DiscipleofDeceit666@reddit
Nope, your presets are fine. Its how you are calling qwen. If you interact with it directly and let it muck about, it's just going to do too much to be useful.
So you need something else that interacts with qwen for you, one that ensures you get a clean slate for each task. One that reads the tasks you created and only passes in what's relevant to make the code change. I wrote this toml and the python script picks it up and only passes these tasks one at a time to qwen code CLI. each task starts with near 0 context so you arent dealing with compaction.

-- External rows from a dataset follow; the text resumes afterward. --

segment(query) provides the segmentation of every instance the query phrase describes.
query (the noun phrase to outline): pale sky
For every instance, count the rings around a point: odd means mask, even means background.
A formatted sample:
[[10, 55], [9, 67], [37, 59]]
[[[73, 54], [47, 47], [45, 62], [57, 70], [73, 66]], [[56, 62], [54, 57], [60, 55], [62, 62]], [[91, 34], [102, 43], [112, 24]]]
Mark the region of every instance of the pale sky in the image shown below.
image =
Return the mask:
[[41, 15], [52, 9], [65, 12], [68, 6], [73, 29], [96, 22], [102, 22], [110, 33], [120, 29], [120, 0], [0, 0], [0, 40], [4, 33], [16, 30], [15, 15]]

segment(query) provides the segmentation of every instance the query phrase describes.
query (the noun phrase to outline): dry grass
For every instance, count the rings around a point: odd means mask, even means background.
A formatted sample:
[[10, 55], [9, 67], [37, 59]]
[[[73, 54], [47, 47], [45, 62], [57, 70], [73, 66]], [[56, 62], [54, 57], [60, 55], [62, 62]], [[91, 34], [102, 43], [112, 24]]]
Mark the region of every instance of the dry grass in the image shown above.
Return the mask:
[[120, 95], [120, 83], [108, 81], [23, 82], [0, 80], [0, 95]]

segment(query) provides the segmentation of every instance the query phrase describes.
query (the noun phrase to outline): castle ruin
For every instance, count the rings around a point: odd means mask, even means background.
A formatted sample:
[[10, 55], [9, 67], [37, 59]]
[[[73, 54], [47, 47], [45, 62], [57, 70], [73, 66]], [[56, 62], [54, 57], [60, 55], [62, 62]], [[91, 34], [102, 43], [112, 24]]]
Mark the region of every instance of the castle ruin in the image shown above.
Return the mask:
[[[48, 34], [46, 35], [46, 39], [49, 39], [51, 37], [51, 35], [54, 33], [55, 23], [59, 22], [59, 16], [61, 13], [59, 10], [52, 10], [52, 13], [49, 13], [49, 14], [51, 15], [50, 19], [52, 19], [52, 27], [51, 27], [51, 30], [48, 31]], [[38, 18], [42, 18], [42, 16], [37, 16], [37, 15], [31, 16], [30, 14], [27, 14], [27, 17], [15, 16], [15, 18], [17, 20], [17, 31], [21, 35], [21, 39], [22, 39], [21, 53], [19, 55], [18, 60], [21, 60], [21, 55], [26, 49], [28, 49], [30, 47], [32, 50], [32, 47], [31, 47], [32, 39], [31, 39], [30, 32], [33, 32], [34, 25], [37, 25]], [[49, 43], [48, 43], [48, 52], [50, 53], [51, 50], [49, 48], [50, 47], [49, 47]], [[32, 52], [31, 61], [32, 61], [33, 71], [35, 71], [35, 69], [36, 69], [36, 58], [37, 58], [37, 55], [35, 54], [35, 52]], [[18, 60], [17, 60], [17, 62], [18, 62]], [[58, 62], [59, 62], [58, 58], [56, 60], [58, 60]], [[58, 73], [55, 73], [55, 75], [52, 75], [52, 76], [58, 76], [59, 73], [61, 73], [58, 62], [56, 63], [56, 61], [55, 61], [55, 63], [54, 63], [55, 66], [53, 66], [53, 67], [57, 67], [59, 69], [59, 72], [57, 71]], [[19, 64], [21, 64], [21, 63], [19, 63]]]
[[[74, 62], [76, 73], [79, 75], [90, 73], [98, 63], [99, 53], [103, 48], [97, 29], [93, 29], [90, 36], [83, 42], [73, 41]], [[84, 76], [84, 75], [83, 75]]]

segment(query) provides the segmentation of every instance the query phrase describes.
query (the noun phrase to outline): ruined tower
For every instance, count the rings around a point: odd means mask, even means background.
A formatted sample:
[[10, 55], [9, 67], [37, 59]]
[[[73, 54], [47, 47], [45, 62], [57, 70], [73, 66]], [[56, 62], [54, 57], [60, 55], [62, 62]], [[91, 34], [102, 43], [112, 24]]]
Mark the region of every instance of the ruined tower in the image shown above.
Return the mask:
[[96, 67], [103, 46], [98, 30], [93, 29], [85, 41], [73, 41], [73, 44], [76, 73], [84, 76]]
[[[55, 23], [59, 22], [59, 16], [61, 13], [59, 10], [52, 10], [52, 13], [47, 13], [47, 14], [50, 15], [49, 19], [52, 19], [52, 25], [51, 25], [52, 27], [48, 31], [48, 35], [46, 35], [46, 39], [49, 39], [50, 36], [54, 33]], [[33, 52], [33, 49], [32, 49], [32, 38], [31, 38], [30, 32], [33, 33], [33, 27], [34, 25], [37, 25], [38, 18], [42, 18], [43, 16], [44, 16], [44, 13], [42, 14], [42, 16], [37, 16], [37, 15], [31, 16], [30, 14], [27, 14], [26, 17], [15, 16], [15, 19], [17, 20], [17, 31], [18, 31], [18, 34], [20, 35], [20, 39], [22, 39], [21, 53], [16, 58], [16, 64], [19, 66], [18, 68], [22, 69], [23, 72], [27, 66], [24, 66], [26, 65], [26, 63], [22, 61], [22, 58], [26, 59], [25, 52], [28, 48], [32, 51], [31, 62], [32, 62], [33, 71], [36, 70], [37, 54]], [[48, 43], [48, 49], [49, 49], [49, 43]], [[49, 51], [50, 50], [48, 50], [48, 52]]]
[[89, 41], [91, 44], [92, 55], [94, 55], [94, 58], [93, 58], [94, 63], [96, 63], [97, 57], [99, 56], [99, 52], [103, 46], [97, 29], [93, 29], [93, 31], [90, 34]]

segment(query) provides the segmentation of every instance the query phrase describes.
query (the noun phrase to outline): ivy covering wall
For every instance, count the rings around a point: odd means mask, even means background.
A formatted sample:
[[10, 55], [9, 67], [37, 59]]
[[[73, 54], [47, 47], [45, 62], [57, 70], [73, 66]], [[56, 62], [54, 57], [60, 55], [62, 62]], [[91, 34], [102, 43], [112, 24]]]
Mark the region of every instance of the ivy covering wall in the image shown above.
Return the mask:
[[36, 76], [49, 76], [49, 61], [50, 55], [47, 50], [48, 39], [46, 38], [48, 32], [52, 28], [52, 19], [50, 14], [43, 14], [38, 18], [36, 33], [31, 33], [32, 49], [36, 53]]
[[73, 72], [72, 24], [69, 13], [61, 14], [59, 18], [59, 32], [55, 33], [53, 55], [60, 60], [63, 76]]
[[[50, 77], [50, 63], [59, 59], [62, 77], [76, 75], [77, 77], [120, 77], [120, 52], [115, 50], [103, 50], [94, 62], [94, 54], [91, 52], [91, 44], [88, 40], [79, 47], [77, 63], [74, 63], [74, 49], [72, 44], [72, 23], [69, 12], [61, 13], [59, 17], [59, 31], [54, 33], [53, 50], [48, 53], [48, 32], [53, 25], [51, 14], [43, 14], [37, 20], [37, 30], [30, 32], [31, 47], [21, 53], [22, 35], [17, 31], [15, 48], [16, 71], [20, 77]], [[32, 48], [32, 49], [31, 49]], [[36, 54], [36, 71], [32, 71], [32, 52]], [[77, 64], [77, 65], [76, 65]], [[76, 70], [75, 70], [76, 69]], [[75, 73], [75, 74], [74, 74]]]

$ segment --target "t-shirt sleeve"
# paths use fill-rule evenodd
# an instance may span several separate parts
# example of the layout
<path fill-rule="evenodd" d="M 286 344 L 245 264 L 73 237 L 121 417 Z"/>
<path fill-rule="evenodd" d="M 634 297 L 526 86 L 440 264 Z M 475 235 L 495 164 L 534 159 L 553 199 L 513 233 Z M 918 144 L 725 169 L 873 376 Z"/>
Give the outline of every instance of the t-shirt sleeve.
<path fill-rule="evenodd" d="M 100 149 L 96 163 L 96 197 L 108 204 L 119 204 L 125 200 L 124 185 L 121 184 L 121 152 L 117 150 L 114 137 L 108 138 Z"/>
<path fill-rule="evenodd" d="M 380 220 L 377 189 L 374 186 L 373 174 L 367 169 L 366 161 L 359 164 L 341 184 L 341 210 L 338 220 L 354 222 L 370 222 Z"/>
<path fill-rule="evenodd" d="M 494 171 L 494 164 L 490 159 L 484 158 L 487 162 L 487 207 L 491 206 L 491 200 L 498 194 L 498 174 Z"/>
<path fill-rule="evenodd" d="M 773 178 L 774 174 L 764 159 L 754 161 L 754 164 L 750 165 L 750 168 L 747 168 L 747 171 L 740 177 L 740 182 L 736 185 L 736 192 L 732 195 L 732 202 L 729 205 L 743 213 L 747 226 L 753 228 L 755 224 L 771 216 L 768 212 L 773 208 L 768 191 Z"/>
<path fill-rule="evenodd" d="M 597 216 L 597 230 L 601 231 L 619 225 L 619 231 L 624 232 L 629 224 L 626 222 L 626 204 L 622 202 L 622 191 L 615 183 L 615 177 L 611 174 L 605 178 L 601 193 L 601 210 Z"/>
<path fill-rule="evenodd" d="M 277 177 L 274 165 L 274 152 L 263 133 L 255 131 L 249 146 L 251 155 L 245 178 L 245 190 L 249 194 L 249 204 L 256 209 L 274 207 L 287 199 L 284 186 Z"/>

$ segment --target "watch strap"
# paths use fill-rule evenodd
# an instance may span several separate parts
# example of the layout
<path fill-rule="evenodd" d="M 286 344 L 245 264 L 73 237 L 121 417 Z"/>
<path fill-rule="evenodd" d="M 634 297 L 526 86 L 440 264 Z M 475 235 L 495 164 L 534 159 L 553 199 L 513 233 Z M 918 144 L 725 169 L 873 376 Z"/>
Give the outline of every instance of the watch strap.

Then you have your unit tests so that it can fix its mistakes on code change.
The important part of this is you need a way to manage context because local LLM can't be trusted to manage it on its own.
tasks.tomlsagiroth@reddit
This and for now I dont look elsewhere https://github.com/Anbeeld/beellama.cpp/blob/main/docs/quickstart-qwen36-dflash.md
Basically Q5_K_S with Q4_K_M Drafter (think of it like aerodynamic tunnel for model running behind it) I get circa 180k headless context but i compact earlier anyway at around 100k
Potential-Leg-639@reddit
I use 3.6 in Q4_K_XL quant, the version with that Unsloth did all their tests as well. Their „preferred“ version works perfectly fine for me as well.